Causas

ROJCEWICZ, Richard. The Gods and Technology. A Reading of Heidegger. New York: SUNY, 2006

As quatro causas como obrigações, como preparação do terreno

1. Heidegger começa repetindo os nomes e o modo comum de considerar as quatro causas da mudança ou do movimento, a saber, a matéria, a forma, o agente (ou causa eficiente) e o fim ou propósito (a causa final), exemplificadas pelo caso prototípico de uma estátua.

2. Heidegger sustenta que os antigos não entendiam por “causa” (Ursache) aquilo que hoje entendemos pelo termo, oferecendo uma interpretação radical da doutrina das quatro causas que atinge a raiz, a compreensão básica de causalidade subjacente à promulgação das quatro causas.

3. A compreensão contemporânea de causalidade equivale basicamente a isto: uma causa é aquilo que, por sua própria ação, produz um efeito.

4. De fato, apenas uma das quatro causas, a chamada causa eficiente, seria hoje reconhecida como causa, sendo a interpretação comum de Aristóteles a de que este incluiu em sua teoria o que entendemos por causa apenas no conceito de causa eficiente, tendo incluído os demais fatores da mudança sob um conceito ampliado e não unívoco de causa.
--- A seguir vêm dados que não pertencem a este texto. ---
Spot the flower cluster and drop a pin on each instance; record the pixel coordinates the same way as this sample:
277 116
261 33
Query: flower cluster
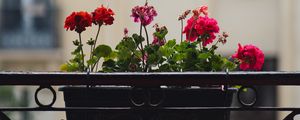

5. A posição de Heidegger é a de que, para Aristóteles, as quatro causas são todas causas no mesmo sentido, sentido que não corresponde a nada que hoje chamamos de causa, não sendo sequer a chamada causa eficiente, em Aristóteles, aquilo que hoje entendemos por esse termo, já que os gregos não conhecem o conceito de eficácia ou agência como imposição de uma forma sobre uma matéria.

6. Para que as quatro causas possam ser causas no mesmo sentido, Heidegger sustenta que a distinção aristotélica entre matéria e agente não é a distinção entre passividade e atividade, não sendo a matéria aquilo que é imposto nem o fabricante aquele que impõe.

7. Heidegger exprime essa interpretação da causalidade dizendo que as causas são, para Aristóteles, as condições às quais a coisa produzida está obrigada (verschuldet), sendo a obrigação (Verschulden) o conceito comum pelo qual todas as quatro causas o são no mesmo sentido, ainda que cada uma obrigue a coisa a uma condição diferente.

8. O termo alemão de Heidegger é Verschulden, derivado da palavra corrente para “culpa” (die Schuld), possuindo largo espectro de sentidos, dos quais apenas um matiz particular é aqui invocado.

9. O matiz buscado por Heidegger talvez se exprima em nossa expressão coloquial de gratidão, “muito obrigado” (Much obliged), pela qual significamos que outra pessoa nos fomentou de algum modo, sem que devamos a ela tudo o que somos ou fizemos, nem que ela tenha sido totalmente passiva.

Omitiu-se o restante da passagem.